|Summary:||"simply" running-sum "sum() over (order by ...)" very slow: quadratic rather than linear!??|
|Product:||SQL||Reporter:||Stefan Manegold <Stefan.Manegold>|
|Component:||all||Assignee:||SQL devs <bugs-sql>|
output of test script
Description Stefan Manegold 2020-08-31 17:00:22 CEST
Created attachment 692 [details] test script A simple running sum sum() over (order by "key") even on data that is already sorted on key (and MonetDB should know that) appear to be very slow with larger data, seemingly quadratic in the number of tuples rather than linear. See attached script and log for details.
Comment 1 Stefan Manegold 2020-08-31 17:00:58 CEST
Created attachment 693 [details] output of test script
Comment 2 Pedro Ferreira 2020-08-31 17:35:52 CEST
This is a known corner case that can be improved. Is on the TODO list to improve the window functions for these scenarios, but I have been very busy with bug fixes and other performance improvements.

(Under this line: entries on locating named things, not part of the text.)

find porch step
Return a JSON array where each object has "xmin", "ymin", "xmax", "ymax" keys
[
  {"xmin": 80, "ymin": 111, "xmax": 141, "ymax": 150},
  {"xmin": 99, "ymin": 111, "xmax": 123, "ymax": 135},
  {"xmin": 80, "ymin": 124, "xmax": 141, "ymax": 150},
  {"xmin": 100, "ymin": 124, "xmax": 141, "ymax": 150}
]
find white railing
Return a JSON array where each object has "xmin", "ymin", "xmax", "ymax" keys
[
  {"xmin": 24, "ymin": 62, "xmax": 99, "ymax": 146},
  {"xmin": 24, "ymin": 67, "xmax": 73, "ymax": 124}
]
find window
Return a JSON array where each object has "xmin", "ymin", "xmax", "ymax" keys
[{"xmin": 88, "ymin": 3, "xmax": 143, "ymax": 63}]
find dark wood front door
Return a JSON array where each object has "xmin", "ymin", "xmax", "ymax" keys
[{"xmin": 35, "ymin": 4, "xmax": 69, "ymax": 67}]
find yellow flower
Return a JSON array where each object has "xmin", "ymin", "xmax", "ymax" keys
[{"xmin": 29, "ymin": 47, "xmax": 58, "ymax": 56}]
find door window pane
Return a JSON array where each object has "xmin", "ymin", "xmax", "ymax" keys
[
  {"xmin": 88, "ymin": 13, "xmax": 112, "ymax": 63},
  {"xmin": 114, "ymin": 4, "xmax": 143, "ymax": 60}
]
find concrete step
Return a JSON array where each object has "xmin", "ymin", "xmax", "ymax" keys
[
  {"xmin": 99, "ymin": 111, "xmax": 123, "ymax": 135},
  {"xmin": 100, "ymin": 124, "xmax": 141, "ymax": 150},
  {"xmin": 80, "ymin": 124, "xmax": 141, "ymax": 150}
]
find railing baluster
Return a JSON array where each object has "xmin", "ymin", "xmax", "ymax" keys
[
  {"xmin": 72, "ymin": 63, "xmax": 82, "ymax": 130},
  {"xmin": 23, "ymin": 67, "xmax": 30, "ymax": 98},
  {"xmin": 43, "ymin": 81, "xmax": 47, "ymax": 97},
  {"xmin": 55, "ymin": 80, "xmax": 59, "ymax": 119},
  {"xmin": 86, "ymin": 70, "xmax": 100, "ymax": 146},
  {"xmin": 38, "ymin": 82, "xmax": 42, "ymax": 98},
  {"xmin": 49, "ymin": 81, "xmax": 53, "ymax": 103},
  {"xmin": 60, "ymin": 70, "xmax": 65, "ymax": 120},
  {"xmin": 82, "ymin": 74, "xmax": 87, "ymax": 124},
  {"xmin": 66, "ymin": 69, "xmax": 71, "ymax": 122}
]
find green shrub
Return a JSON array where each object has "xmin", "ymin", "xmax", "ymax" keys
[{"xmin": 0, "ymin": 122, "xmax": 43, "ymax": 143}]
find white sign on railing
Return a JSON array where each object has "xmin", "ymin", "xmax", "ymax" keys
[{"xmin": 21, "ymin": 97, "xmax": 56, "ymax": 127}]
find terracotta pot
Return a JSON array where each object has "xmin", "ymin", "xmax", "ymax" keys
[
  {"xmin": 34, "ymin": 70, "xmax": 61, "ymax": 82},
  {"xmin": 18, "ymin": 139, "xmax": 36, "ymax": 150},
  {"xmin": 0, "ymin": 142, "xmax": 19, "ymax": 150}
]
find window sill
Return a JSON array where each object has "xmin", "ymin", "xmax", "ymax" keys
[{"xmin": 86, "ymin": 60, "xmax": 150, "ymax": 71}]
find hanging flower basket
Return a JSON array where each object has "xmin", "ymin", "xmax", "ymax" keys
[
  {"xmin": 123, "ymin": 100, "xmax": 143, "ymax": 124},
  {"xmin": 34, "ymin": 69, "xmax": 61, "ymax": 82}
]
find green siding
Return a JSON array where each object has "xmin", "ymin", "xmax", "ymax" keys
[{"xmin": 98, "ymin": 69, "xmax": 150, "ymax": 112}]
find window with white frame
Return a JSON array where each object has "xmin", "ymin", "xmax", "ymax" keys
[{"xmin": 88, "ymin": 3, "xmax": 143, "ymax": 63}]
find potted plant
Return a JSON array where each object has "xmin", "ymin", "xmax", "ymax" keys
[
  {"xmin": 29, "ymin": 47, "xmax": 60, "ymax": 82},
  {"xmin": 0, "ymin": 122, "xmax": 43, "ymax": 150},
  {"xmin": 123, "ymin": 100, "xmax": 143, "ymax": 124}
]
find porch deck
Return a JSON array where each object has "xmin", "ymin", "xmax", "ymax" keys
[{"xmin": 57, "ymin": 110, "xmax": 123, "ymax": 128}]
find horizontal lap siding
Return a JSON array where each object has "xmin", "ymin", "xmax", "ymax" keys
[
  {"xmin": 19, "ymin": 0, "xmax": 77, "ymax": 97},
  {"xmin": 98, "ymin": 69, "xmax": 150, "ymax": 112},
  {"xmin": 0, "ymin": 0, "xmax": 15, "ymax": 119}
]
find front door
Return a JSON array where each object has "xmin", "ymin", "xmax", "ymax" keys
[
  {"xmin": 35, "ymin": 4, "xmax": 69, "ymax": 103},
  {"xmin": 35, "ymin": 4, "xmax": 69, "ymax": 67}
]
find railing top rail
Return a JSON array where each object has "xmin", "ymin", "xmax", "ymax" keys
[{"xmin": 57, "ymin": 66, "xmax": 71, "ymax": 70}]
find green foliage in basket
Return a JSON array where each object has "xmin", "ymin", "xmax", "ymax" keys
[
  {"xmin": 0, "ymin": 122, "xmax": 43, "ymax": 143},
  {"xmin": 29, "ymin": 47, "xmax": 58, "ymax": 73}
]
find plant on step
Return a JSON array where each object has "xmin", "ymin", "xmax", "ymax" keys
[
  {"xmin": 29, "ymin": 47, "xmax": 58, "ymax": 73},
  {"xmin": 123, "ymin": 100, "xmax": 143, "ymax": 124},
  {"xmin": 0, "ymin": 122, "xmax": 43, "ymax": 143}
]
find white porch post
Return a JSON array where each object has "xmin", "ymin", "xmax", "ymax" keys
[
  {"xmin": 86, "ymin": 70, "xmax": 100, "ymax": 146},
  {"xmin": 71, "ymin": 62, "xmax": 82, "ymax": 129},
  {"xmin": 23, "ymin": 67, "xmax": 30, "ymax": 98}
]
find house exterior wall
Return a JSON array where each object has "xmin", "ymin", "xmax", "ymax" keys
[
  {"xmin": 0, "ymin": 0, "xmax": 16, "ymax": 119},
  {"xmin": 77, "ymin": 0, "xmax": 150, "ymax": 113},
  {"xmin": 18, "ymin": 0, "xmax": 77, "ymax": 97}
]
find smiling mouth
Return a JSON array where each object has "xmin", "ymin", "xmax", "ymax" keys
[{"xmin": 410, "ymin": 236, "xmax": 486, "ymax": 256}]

Comment 3 Stefan Manegold 2020-09-30 12:16:28 CEST
Well, with a "global" Window function, i.e., merely an "order by" but no "partition by", I would not expect quadratic complexity/performance in the first place, but at most n log n, i.e., for the sort ...
Comment 4 Pedro Ferreira 2020-09-30 16:30:01 CEST
After I get done with the alloc-str-branch, which should be around this week, I can go to this. I planning to add 2 more execution scenarios for aggregates as windows functions: cumulative aggregate for your case and segment tree lookup as the more general solution. The naive solution should still be the better solution when the number of rows in the partition is very low.
Comment 5 Pedro Ferreira 2020-10-28 17:07:09 CET
On window-tunning branch, I added the cumulative aggregate for these cases. The performance should be around nlogn.
Comment 6 Pedro Ferreira 2020-11-09 09:21:54 CET
Today I merged window-tunning branch into default and it will be available in the next feature release. We ran benchmarks and we identified a great performance increase (now the complexity goes around nlogn). I'm going to close this bug, but if the performance is still not desirable, fell free to reopen it. The window functions don't run in parallel yet, but I'm planning to do it in the near future.